Fencing Token
Also known as:
Epoch Number
Generation Number
Definition
A fencing token is a number that goes up every time a lease or lock is given out. The resource being protected remembers the highest token it has seen and rejects any request with a smaller one. This stops a frozen holder from waking up after its lease has expired and writing to a resource it no longer owns.
Key Takeaways
- Fencing tokens fix the worst kind of locking bug. A slow or paused holder cannot write after its lease has been reassigned.
- The lease service has to hand out tokens that always go up, and the storage layer has to reject smaller tokens. Without both, the token does nothing.

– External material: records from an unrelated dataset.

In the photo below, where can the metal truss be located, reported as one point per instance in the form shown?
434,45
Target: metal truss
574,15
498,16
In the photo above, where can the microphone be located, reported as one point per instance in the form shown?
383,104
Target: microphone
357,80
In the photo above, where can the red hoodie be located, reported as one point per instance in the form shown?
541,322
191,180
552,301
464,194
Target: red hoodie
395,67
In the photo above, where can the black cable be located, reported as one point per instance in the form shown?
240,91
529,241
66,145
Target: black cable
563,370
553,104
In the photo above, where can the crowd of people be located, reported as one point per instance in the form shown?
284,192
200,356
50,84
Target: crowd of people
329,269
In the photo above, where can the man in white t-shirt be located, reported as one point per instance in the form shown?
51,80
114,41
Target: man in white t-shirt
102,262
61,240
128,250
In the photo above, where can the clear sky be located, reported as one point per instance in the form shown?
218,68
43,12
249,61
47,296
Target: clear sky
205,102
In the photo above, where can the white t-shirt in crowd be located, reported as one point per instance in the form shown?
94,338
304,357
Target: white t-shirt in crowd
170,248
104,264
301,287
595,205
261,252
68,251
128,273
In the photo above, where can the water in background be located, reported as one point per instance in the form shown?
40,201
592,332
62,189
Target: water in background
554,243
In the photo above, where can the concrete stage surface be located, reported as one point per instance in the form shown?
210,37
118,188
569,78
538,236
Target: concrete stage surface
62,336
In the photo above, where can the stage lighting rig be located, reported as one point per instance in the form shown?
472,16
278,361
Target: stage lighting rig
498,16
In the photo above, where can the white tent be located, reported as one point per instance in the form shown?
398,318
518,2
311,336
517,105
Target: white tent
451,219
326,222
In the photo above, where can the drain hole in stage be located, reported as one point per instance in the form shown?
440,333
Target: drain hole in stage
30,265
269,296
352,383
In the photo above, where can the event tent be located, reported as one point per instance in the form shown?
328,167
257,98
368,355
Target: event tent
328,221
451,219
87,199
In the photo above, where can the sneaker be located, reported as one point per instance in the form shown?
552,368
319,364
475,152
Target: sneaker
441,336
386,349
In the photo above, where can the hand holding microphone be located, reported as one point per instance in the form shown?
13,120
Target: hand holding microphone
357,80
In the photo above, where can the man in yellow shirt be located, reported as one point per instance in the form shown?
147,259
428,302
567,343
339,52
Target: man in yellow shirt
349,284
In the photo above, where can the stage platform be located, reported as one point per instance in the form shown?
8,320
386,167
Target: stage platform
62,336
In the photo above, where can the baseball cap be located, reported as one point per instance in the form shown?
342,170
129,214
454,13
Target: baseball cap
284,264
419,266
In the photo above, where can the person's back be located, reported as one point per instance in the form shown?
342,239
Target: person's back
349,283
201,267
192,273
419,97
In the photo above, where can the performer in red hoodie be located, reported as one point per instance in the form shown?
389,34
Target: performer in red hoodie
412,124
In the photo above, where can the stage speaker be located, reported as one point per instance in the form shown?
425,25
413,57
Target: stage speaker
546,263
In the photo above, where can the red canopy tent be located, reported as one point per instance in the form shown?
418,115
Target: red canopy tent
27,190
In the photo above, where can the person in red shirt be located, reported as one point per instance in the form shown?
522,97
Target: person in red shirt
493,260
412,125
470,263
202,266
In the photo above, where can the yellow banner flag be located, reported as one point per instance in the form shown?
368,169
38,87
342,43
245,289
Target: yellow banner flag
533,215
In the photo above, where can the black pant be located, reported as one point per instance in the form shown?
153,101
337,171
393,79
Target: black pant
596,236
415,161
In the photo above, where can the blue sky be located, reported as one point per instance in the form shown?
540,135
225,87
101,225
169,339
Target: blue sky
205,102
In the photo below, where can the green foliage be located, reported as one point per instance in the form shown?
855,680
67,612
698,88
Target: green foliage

- Without fencing, one long GC pause can corrupt shared state. Martin Kleppmann’s 2016 post is a good read on this.
- Tokens, epochs, and generations all mean the same thing in different systems like ZooKeeper, etcd, Kafka, and HDFS.
How It Works
- When the lease service grants a lease, it stamps it with a token bigger than any token it has ever issued.
- The client sends the token along with every write to the protected resource.
- The resource compares the token to the highest one it has accepted. Anything smaller is rejected.
- When a new holder takes over, it gets a fresher token. Any late writes from the old holder fail safely.
Where It Is Used
- Kafka’s controller epoch and producer epoch are fencing tokens. They stop stale leaders and zombie producers from writing bad data.
- ZooKeeper uses the cversion or czxid of a znode as a natural fencing token for client side locking.
- HDFS NameNode lease recovery uses generation stamps as fencing tokens to invalidate stale block writes.